Des pratiques culturelles sous la loupe

Des pratiques culturelles sous la loupe

Festival La Roque d'Anthéron 2020

Festival de piano de la Roque d’Anthéron, août 2020. Les enfants du baby boom forment l’essentiel du public de la musique classique.

Ce mois de juillet est parue la dernière enquête sur les pratiques culturelles en France, conduite en 2018.

La rareté de cette enquête – une par décennie environ –, la profondeur du champ couvert et la cohérence de cette série dont la première livraison remonte à 1973 en fait une lecture très attendue.

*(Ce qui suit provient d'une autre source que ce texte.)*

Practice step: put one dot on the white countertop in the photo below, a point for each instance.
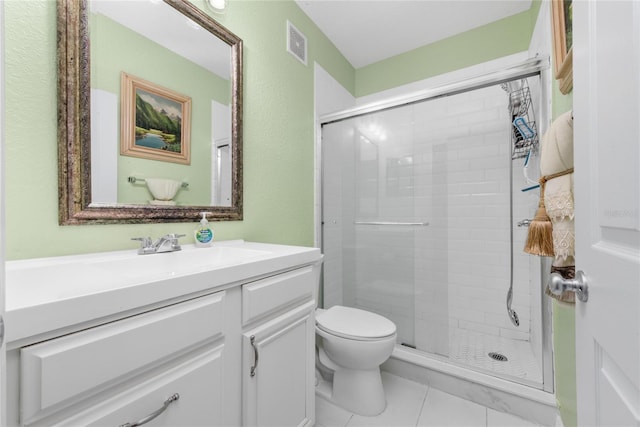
(48, 294)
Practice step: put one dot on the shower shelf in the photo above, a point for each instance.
(521, 109)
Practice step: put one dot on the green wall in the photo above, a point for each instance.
(495, 40)
(564, 323)
(278, 131)
(116, 49)
(278, 134)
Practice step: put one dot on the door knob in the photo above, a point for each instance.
(558, 284)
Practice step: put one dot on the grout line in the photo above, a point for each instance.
(424, 402)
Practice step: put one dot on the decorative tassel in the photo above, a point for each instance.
(540, 237)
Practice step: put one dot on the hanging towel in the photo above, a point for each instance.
(556, 162)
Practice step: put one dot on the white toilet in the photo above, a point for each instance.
(353, 344)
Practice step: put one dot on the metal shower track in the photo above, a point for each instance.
(530, 67)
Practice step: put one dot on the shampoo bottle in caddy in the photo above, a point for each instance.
(203, 233)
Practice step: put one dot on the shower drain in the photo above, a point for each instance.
(497, 356)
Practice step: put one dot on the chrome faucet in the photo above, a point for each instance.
(166, 243)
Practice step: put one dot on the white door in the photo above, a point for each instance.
(3, 364)
(607, 200)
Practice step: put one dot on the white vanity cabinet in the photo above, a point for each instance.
(124, 371)
(115, 338)
(278, 345)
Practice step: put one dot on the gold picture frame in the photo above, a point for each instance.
(155, 121)
(563, 43)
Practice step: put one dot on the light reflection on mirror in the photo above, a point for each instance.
(153, 41)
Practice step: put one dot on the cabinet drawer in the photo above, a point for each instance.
(264, 297)
(199, 398)
(65, 370)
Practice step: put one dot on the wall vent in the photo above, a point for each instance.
(296, 43)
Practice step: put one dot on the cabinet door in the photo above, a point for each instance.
(278, 370)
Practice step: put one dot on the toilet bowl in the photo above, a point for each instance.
(353, 344)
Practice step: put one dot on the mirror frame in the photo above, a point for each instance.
(74, 127)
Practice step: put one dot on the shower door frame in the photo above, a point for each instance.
(528, 68)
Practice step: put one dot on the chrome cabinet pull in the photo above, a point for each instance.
(154, 414)
(252, 339)
(557, 285)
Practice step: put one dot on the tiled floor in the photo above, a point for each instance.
(417, 405)
(472, 349)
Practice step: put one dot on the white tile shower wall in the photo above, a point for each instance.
(452, 172)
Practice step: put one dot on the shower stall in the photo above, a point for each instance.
(425, 207)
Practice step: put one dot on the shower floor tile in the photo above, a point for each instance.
(472, 349)
(410, 404)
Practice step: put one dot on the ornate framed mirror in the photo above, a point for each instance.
(117, 82)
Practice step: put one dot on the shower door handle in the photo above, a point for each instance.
(558, 284)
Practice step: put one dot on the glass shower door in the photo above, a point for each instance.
(369, 223)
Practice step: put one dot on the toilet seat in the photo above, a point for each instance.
(355, 324)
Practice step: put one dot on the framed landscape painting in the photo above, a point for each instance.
(155, 122)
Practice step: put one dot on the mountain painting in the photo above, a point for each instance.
(155, 121)
(158, 122)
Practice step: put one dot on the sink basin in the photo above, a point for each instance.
(63, 291)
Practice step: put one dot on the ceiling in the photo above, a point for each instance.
(367, 31)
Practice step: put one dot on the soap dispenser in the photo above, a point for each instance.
(203, 234)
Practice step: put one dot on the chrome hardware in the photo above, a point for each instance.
(133, 180)
(252, 339)
(524, 223)
(557, 285)
(166, 243)
(146, 245)
(389, 223)
(154, 414)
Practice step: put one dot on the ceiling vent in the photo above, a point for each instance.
(296, 43)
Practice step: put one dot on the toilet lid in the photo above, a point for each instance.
(352, 322)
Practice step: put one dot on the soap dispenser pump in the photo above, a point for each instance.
(203, 234)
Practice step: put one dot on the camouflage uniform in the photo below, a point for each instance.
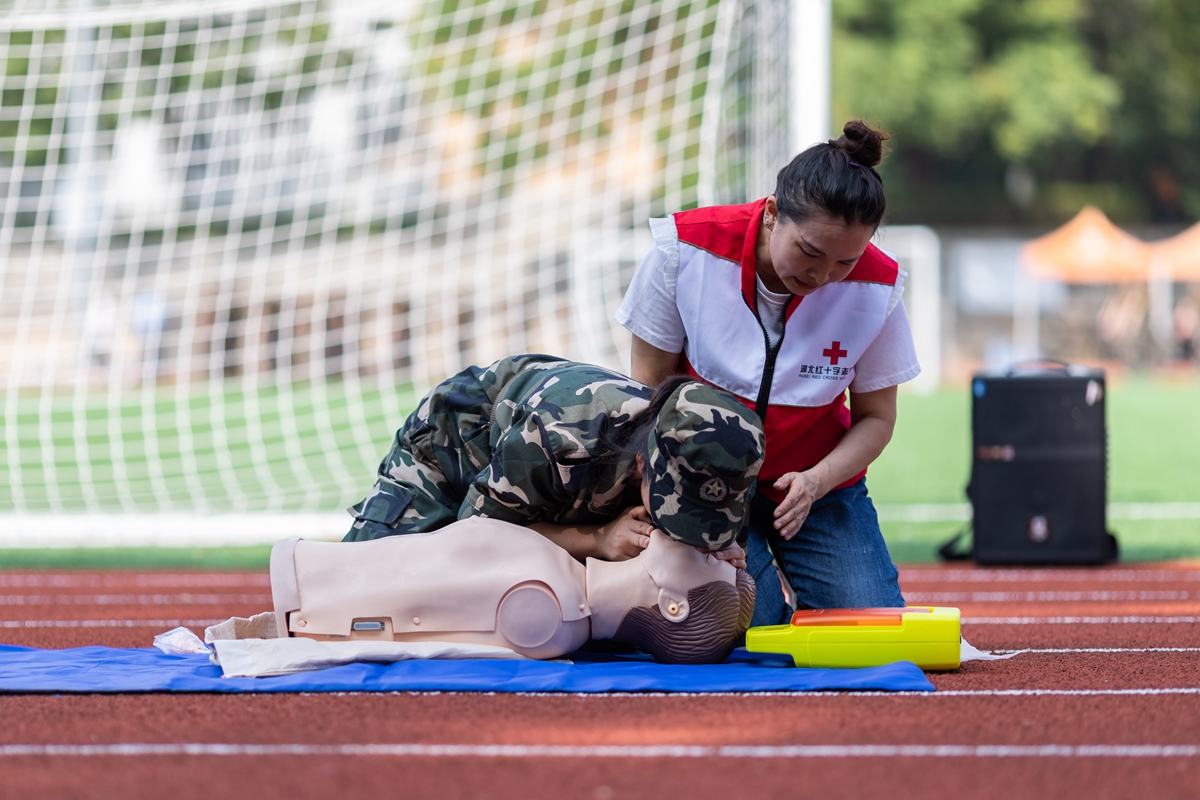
(702, 462)
(510, 441)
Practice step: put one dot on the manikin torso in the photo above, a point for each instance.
(490, 582)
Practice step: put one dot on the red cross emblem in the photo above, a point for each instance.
(834, 353)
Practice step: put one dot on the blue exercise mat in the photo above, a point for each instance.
(112, 669)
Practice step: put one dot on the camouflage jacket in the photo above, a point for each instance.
(515, 440)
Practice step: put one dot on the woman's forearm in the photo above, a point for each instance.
(651, 365)
(577, 540)
(873, 421)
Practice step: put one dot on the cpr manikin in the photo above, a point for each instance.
(487, 582)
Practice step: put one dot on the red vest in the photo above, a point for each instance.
(825, 334)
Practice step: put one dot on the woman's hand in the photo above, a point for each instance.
(732, 553)
(625, 536)
(803, 489)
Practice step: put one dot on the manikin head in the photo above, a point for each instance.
(677, 603)
(828, 203)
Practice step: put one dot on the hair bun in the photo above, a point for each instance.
(862, 143)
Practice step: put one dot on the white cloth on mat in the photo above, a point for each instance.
(262, 657)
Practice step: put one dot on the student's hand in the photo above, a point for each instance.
(803, 489)
(625, 536)
(733, 554)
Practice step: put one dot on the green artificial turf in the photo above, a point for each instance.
(1153, 457)
(137, 558)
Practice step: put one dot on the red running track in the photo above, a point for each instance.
(1105, 705)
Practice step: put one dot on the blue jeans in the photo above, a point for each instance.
(838, 559)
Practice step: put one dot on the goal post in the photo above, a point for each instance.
(239, 239)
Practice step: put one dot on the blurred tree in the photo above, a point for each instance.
(1152, 47)
(1096, 101)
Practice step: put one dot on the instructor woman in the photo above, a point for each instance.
(786, 304)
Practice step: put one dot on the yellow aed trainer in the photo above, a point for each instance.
(864, 637)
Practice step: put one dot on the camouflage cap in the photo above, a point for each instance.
(702, 459)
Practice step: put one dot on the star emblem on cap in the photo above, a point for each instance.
(713, 489)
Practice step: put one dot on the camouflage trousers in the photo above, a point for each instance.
(442, 446)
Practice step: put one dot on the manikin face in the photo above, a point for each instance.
(807, 256)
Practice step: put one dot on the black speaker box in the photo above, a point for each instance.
(1039, 469)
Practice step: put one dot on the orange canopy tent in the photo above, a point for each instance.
(1090, 250)
(1179, 256)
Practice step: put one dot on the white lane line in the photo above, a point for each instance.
(1039, 596)
(961, 511)
(141, 581)
(1081, 575)
(1103, 650)
(133, 600)
(612, 751)
(163, 624)
(1080, 620)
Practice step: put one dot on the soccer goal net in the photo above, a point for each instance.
(238, 239)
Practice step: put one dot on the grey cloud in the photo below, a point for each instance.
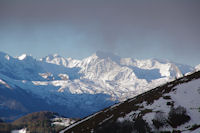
(137, 24)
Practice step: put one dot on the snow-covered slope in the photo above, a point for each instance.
(172, 107)
(92, 83)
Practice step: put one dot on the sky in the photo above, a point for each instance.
(141, 29)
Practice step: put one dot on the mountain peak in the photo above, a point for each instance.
(104, 55)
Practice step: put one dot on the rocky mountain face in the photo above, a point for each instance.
(77, 88)
(171, 107)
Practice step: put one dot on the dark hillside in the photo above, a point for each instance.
(106, 120)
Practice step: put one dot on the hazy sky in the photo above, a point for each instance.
(166, 29)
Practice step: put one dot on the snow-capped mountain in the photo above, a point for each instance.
(171, 107)
(92, 83)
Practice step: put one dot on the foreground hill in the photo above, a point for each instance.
(37, 122)
(174, 106)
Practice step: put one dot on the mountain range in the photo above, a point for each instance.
(77, 88)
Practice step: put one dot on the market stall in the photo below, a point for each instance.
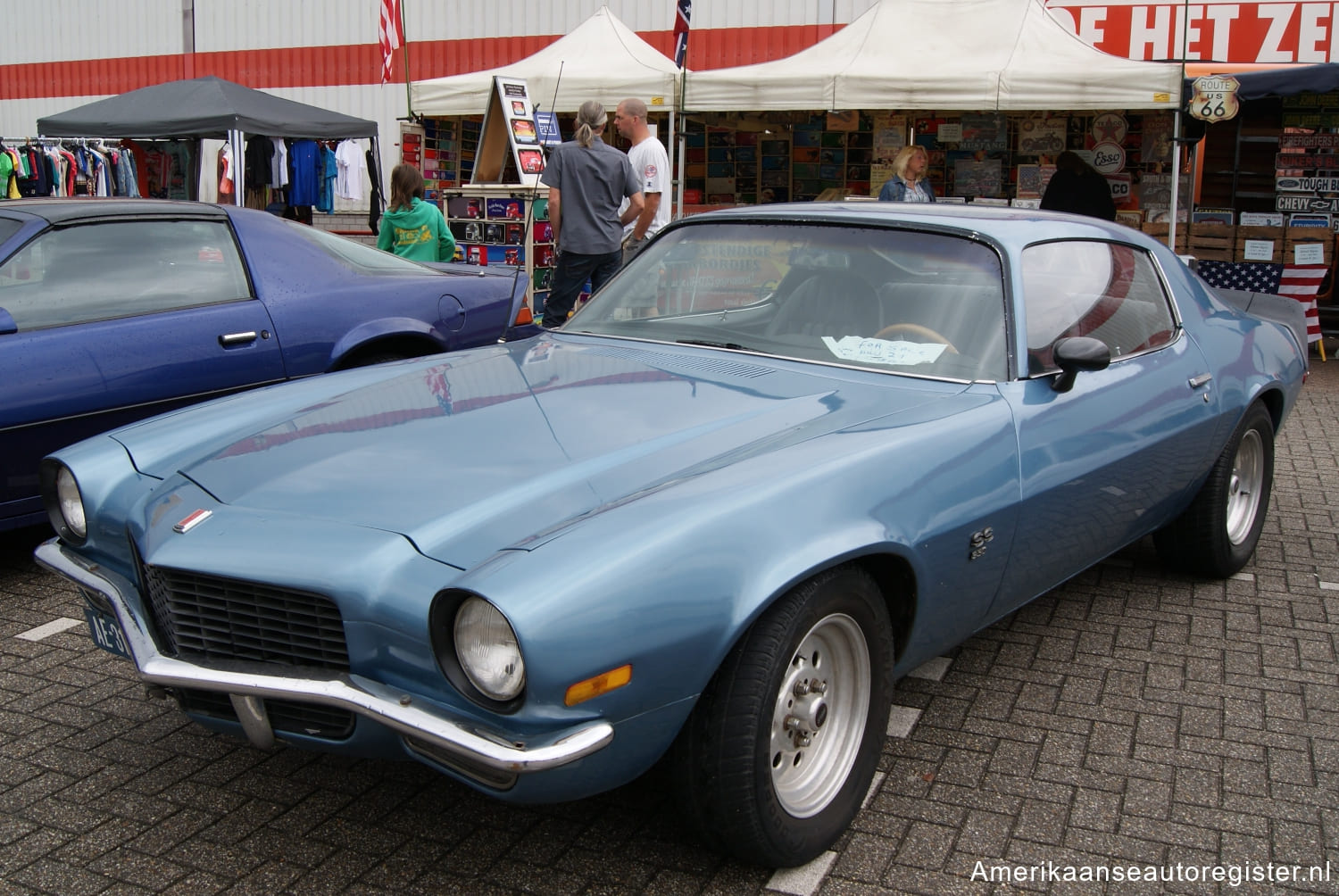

Chaque nouvelle sortie permet de dessiner avec un peu plus de précision ces pratiques et leur évolution des pratiques.

On a donc tout particulièrement guetté cette dernière mouture, celle de la deuxième décennie de ce siècle, tout à la hâte de mesurer les effets de la numérisation de la culture.

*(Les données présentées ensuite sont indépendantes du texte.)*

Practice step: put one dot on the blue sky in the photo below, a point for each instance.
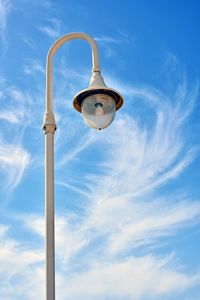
(128, 197)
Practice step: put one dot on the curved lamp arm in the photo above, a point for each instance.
(52, 51)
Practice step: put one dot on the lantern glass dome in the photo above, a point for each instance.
(98, 110)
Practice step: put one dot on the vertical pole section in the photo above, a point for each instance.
(49, 214)
(49, 211)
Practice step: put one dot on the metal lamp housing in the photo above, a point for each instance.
(98, 103)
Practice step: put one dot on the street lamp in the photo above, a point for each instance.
(98, 104)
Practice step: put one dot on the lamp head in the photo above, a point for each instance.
(98, 103)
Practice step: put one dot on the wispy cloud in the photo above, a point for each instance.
(14, 161)
(5, 7)
(19, 264)
(34, 67)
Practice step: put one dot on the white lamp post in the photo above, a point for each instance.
(98, 104)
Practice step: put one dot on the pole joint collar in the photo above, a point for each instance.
(49, 124)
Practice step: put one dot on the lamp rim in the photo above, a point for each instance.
(78, 99)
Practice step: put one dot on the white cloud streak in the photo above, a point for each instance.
(5, 7)
(13, 162)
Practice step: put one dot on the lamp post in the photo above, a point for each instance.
(98, 104)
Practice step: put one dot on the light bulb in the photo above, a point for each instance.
(98, 110)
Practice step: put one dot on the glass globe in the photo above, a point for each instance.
(98, 110)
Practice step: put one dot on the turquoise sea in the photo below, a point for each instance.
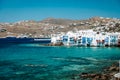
(36, 62)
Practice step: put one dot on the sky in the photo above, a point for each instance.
(18, 10)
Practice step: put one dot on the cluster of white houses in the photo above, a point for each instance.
(87, 38)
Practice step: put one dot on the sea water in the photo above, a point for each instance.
(37, 62)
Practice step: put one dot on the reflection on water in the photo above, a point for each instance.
(35, 62)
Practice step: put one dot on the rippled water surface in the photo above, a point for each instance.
(36, 62)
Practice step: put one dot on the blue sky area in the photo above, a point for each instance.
(17, 10)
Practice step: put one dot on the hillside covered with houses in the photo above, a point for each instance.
(48, 26)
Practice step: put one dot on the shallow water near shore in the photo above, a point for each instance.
(36, 62)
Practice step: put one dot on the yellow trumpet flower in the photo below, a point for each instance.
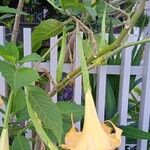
(95, 135)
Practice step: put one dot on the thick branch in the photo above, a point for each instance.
(108, 48)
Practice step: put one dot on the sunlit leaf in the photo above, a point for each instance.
(38, 125)
(46, 110)
(4, 140)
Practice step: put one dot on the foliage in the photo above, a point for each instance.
(29, 103)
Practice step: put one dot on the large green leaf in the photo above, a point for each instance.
(47, 111)
(135, 133)
(19, 101)
(37, 124)
(24, 77)
(18, 78)
(45, 30)
(20, 143)
(56, 4)
(10, 52)
(31, 58)
(6, 9)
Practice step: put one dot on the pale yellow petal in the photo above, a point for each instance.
(95, 135)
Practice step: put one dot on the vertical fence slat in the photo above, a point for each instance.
(3, 85)
(101, 91)
(124, 89)
(27, 44)
(53, 63)
(145, 98)
(78, 81)
(27, 49)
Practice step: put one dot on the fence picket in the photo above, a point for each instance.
(27, 49)
(3, 85)
(124, 90)
(53, 63)
(145, 102)
(78, 81)
(101, 91)
(125, 70)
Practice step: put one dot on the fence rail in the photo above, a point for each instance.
(125, 70)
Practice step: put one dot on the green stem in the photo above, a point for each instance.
(8, 110)
(77, 72)
(104, 50)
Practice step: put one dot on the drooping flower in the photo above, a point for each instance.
(95, 134)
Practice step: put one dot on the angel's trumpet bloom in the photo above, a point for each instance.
(4, 144)
(95, 135)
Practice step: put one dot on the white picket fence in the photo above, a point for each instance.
(124, 70)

La lecture de l’analyse des résultats par les sociologues Philippe Lombardo et Loup Wolff (un nom qui ne s’invente pas)[1] ne nous a pas déçue à cet égard: elle est tout simplement passionnante.

Principaux enseignements

Deux résultats nous paraissent particulièrement éclairants.

D’abord l’étude vérifie que le numérique joue un rôle déterminant sur les pratiques culturelles.

Ensuite la génération du baby-boom, que l’on peut suivre depuis les années 1970, n’a jamais cessé d’être une insatiable consommatrice de culture. Aucune des générations suivantes n’a une pratique aussi intensive, ce qui peut inciter à nourrir quelques craintes pour l’avenir de certaines industries culturelles.

Voyons d’un peu plus près ce que cela signifie pour les pratiques culturelles de l’écrit, évoquées dans les questions consacrées à la lecture, aux bibliothèques, ainsi qu’à la presse.

La lecture

La lecture est probablement l’exception qui confirme la règle: c’est le secteur culturel dont la pratique a le moins été influencée par le numérique. Je souligne à dessein ce terme, car le numérique a très tôt affecté le processus de production des livres. Cette dualité, abondamment explorée dans d’autres billets de blogs, a fait que la lecture numérique tarde toujours à s’épanouir, et que nombre d’entreprises s’y sont cassé les dents.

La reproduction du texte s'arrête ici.